Put together a sort of "string quartet" of Portuguese free jazz/new improvised music stars Miguel Mira on cello, Carlos "Zingaro" on violin, Hernani Faustino on bass and Marcelo dos Reis on acoustic and prepared guitar, and you get the Staub Quartet. Their debut CD House Full of Colors (JACC Records 33) is so much more than a chance meeting that you sit up and take notice from the first notes onward.
Those who know these four and their freely inventive prowess should not be surprised. Though I am not in the position to keep score, they have all played together in various combinations and surely belong together. There is nothing casual about these improvisers--everything I've heard of them has a huge sense of purpose and an advanced open form seriousness that often enough verges on the sublime. So I naturally had lots of expectations when I put this CD on my player.
To say I was not disappointed is to say that all the four can be inventively is very much present here. The whole is the greater for the Staub Quartet formation. Each plays a role and as you listen to the six segments you revel in how the colors and textures of the instruments in the hands of these masters come to create totalities that are consistently near breathtaking and sometimes well beyond that.
There often enough is a kind of gestural complementarity between bass and cello, for reasons that have to do with their potential as rhythm section choices in more conventional jazz, but then both Mira and Faustino can of course function as horns and convincingly so. Or of course both are supreme colorists and find a place when there are two-, three-, or four-way blends of that kind of thing.

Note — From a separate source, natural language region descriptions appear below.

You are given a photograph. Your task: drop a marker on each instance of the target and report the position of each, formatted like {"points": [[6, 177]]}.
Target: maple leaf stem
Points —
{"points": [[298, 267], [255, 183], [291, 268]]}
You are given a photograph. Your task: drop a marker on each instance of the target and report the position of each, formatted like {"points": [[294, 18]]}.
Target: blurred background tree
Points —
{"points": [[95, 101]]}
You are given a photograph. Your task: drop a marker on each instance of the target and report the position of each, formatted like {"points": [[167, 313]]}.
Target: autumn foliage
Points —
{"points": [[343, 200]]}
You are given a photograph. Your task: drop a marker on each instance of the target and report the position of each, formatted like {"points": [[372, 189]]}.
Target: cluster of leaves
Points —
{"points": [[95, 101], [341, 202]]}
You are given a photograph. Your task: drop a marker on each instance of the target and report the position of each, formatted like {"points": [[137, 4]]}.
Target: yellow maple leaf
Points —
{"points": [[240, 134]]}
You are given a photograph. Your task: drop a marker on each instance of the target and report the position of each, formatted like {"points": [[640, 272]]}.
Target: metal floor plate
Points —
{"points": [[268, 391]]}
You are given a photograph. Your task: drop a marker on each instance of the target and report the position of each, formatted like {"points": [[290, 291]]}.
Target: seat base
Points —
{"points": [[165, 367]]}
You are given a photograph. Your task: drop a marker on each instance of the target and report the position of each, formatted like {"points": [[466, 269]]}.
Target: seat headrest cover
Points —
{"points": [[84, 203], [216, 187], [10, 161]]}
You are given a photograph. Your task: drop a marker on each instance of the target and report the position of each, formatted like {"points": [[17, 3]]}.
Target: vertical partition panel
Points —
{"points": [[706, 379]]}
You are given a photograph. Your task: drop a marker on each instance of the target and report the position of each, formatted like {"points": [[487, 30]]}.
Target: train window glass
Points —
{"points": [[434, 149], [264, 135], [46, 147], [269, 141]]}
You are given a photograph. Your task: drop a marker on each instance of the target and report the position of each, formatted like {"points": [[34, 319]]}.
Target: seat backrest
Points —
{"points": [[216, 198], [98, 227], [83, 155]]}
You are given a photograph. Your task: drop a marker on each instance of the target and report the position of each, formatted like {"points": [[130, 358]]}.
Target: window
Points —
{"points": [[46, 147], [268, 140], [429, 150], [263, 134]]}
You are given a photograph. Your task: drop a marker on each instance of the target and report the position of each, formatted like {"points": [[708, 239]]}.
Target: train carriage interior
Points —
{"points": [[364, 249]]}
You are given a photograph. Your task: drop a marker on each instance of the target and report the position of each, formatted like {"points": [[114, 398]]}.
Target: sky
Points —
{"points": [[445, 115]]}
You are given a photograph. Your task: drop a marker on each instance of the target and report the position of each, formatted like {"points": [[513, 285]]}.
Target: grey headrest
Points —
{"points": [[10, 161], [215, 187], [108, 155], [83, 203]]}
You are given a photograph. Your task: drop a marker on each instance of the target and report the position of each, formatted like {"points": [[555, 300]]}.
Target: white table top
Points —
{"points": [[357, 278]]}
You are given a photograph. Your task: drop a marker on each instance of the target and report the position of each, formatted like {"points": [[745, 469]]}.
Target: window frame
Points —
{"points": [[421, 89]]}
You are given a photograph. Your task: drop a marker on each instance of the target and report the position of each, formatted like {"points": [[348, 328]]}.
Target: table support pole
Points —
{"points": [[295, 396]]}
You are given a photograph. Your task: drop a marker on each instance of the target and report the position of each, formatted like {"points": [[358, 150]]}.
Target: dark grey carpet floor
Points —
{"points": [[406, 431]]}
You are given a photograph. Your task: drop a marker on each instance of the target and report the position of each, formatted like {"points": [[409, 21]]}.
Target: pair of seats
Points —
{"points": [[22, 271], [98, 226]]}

Make no mistake however, this music channels historic jazz only in the most convoluted and indirect ways. There is a kind of "soul" to it all, but a different kind. And the lining is not naked linearity but collectively simultaneous. So does it sound like Armstrong and Oliver? Well, no, not really! So do not expect that. Do expect the outer fringes of avant jazz and new music to have some relation to what you hear.
Zingaro is a supreme solo line-weaver on violin but he can and does also blend his special ways into the whole. Marcelo transforms his guitar sound (whether prepared or otherwise) into the totality so much so that you have to remind yourself that the fourth line is a guitar line. Sometimes he becomes such a shape-changer that he transcends his instrument to become a pure aural force in the complex mix. Listen once through just for him and you'll be surprised and enlightened as to what he comes up with.
All four of course form the matrix that makes all the difference on this album. Nobody is the "star;" the various organic growths they nurture in the six segments have a natural yet uncannily "forward" quality that you must hear with focused intent, to expose yourself repeatedly and gradually to get the full appreciation this album demands and deserves.
It is one of the best outings of all four and it is one of the best "fours" in avant music outings today.
You want to know what is new and important ion free improv? This is one for sure! Excellent!